As with many of the disruptive tech startups, Airbnb has created new streams of revenue by overturning the traditional house and real estate markets entirely. This new niche of temporary rentals is a stark contrast to the industries that have consolidated lodging from mom and pop establishments. That is until Airbnb put it back in their hands. But does that mean it can be in your hands too? Here are some things to consider before investing in a property to rent with Airbnb.
Managing a property for Airbnb rentals means just that: management. You will be the one responsible for everything. This means maintenance, accounting, and legal requirements just to name a few. If you’re up to the challenge then the decision to invest will be easier on you.
Research on the property you’re interested in and see if it’s in a viable location that people would pay to live at. Also consider the amenities you have nearby. This includes everything from convenience and utilities, to hospitals and restaurants. They won’t rent unless there’s a reason to rent there.
When you’re sure they’ll like the location, ask yourself why they would like the property itself. What’s attractive about it? What would make them choose it over others. These, alongside any repairs, improvements, and aesthetics of the property will factor into your bottom line.

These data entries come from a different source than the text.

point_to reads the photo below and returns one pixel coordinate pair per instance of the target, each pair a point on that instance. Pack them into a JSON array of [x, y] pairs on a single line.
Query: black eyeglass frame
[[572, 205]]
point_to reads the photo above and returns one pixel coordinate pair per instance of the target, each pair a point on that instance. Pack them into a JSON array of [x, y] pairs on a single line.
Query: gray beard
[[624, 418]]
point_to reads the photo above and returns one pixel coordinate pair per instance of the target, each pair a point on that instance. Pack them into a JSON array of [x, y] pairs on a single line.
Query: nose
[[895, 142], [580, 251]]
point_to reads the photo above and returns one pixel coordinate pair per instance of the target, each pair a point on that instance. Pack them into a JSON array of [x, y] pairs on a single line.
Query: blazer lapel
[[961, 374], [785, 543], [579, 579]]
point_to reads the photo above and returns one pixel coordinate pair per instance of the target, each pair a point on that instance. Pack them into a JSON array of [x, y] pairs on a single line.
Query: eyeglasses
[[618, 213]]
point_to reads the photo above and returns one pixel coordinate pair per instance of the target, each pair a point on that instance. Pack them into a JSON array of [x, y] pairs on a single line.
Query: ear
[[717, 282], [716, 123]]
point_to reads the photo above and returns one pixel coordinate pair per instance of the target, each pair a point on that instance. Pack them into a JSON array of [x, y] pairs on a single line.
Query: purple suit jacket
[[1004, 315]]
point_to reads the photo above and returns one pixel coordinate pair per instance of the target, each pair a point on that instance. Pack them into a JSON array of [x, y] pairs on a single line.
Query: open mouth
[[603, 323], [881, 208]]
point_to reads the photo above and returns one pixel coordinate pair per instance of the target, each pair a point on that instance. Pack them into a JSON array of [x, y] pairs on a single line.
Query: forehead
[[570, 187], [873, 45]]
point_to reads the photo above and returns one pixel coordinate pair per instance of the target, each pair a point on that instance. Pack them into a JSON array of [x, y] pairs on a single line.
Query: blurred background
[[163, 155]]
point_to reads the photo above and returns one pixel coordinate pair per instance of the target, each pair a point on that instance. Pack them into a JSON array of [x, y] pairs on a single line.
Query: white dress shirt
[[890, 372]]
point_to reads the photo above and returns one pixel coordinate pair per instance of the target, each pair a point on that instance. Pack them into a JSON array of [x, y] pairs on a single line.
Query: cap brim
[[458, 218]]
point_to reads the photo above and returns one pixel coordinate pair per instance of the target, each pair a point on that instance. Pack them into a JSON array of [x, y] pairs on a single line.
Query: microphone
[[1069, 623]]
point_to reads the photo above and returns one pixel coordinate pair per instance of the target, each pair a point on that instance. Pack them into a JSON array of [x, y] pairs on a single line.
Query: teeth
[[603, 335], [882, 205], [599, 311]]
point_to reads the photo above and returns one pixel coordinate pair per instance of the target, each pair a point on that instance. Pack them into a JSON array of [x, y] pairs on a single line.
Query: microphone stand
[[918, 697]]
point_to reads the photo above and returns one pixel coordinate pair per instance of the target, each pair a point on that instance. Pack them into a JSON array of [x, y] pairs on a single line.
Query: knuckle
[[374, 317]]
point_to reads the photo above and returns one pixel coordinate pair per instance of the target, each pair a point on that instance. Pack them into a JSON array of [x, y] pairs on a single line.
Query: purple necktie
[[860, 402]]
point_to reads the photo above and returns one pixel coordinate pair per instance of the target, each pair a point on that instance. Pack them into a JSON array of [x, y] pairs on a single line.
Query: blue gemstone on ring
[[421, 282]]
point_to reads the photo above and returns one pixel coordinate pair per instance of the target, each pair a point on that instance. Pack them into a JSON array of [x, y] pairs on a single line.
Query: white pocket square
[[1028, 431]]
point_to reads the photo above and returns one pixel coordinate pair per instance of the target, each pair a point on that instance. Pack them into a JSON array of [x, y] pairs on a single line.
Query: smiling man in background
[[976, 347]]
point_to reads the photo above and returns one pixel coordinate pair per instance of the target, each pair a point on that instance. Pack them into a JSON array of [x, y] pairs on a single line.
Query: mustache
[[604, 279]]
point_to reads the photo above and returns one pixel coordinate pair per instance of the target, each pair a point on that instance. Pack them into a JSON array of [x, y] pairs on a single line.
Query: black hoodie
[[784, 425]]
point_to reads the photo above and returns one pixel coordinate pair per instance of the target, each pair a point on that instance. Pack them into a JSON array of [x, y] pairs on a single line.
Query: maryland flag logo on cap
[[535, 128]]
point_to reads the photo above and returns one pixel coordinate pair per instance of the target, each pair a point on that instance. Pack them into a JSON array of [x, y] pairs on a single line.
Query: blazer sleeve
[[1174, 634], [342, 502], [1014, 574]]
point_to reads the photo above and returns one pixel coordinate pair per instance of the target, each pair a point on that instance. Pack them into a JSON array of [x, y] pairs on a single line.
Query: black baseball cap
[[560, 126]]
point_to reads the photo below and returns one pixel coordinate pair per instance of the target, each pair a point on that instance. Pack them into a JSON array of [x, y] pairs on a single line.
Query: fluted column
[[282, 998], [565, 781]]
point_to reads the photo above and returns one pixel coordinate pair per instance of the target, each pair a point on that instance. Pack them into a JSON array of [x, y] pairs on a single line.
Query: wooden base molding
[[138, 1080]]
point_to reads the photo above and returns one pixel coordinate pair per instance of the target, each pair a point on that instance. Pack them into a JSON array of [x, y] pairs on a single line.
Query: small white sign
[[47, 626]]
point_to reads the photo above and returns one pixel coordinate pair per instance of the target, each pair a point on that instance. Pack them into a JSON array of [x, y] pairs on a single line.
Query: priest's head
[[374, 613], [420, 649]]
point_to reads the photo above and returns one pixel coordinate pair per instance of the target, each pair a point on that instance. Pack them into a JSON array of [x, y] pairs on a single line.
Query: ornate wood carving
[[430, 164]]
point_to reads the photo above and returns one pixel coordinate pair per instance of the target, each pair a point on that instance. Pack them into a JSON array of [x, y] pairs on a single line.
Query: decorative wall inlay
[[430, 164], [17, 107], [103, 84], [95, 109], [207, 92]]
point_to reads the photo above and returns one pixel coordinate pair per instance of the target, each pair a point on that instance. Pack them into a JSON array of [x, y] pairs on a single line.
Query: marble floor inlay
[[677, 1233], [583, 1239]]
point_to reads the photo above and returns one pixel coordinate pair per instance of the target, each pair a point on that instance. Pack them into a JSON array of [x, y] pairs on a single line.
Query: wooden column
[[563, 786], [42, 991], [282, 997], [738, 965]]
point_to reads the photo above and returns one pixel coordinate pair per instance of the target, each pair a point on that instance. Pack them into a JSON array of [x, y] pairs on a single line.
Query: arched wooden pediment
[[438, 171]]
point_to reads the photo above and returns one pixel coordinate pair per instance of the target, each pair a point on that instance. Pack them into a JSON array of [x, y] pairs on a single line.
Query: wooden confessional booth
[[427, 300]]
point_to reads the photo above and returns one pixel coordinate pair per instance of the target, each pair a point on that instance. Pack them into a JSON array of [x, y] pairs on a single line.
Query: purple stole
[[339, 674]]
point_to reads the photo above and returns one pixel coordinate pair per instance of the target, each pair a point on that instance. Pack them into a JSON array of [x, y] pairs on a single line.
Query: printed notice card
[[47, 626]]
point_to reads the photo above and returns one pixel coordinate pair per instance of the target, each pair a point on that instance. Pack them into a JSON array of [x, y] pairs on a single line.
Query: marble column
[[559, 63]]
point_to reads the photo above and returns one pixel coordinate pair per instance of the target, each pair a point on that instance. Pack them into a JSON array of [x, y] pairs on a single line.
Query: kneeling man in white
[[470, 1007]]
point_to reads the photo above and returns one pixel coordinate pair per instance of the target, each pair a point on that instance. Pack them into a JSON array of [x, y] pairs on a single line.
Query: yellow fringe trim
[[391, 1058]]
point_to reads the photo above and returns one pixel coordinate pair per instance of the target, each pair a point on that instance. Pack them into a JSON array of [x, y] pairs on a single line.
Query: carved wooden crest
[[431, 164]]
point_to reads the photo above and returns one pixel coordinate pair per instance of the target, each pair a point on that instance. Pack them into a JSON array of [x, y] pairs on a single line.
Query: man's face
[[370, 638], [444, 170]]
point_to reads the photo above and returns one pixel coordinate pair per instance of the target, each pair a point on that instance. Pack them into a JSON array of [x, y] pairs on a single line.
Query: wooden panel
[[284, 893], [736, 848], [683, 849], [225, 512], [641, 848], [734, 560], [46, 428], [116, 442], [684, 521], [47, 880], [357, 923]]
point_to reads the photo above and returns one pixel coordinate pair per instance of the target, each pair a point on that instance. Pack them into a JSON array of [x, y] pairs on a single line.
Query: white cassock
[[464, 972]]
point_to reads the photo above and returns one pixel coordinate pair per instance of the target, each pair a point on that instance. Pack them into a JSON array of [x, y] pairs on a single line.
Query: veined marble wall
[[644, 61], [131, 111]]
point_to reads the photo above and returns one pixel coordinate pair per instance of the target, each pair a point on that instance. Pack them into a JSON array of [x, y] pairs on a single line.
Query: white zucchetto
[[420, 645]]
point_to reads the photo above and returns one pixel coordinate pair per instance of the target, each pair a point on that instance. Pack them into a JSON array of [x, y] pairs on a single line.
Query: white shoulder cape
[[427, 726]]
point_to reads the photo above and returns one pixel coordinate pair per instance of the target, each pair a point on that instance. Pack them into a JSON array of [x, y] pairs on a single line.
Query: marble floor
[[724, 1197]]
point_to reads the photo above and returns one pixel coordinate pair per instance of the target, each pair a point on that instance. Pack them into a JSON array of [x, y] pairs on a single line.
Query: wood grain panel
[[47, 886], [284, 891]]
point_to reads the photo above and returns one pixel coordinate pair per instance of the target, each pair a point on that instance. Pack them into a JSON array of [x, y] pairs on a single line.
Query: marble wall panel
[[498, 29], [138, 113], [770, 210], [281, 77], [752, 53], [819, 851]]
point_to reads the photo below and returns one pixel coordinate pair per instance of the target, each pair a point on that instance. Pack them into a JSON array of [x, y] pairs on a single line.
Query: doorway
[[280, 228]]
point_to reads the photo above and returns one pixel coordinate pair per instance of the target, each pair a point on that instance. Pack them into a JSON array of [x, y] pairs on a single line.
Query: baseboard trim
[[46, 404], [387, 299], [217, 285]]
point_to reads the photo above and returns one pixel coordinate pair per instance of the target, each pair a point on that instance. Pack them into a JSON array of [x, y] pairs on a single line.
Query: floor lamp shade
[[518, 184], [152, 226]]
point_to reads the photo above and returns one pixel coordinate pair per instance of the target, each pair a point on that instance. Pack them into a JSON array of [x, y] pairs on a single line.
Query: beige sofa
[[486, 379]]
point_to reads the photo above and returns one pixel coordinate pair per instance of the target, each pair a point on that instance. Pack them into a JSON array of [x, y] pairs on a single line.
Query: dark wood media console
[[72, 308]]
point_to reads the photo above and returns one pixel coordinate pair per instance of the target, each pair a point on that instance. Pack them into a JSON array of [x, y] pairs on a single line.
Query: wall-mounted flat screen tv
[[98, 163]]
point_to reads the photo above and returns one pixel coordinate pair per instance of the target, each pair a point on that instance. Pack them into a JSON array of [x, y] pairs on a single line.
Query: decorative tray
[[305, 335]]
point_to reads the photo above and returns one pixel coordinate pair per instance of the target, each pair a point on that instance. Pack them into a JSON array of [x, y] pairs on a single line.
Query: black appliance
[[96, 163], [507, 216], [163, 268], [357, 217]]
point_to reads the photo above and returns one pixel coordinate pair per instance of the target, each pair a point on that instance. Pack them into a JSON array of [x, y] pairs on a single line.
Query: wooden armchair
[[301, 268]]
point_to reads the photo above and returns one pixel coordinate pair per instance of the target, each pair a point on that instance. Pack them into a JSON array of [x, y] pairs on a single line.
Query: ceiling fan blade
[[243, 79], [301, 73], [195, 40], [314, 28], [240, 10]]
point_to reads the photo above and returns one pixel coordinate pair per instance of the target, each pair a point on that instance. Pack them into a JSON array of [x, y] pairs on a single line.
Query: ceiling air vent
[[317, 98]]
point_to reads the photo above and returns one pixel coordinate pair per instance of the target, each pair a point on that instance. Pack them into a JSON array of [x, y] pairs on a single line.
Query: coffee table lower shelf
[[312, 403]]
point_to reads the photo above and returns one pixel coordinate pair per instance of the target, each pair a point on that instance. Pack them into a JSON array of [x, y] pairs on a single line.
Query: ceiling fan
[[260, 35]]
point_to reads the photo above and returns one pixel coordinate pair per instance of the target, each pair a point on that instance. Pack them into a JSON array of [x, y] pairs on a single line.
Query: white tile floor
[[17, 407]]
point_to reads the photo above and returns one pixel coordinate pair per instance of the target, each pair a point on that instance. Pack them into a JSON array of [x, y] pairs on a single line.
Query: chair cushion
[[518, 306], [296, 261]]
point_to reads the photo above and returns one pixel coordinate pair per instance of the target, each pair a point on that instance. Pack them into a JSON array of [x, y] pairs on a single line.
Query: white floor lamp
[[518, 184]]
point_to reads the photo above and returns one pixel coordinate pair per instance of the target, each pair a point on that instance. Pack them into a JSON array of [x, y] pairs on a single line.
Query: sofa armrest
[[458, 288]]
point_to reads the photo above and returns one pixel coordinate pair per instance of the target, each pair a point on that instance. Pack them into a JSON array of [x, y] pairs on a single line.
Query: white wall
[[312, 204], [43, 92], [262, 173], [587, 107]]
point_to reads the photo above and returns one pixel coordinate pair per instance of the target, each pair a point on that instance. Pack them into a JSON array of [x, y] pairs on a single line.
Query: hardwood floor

Lastly, as this is a property investment, it’s best you secure your investment by consulting with your property agent. Not only can your property agent help you with everything mentioned above, but they can also resolve tough issues such as the legality of short-term rentals, or any community guidelines on the matter. This is especially important for those who are new to this, and because Airbnb as an industry is very new and volatile. An expert opinion could translate to a stable investment.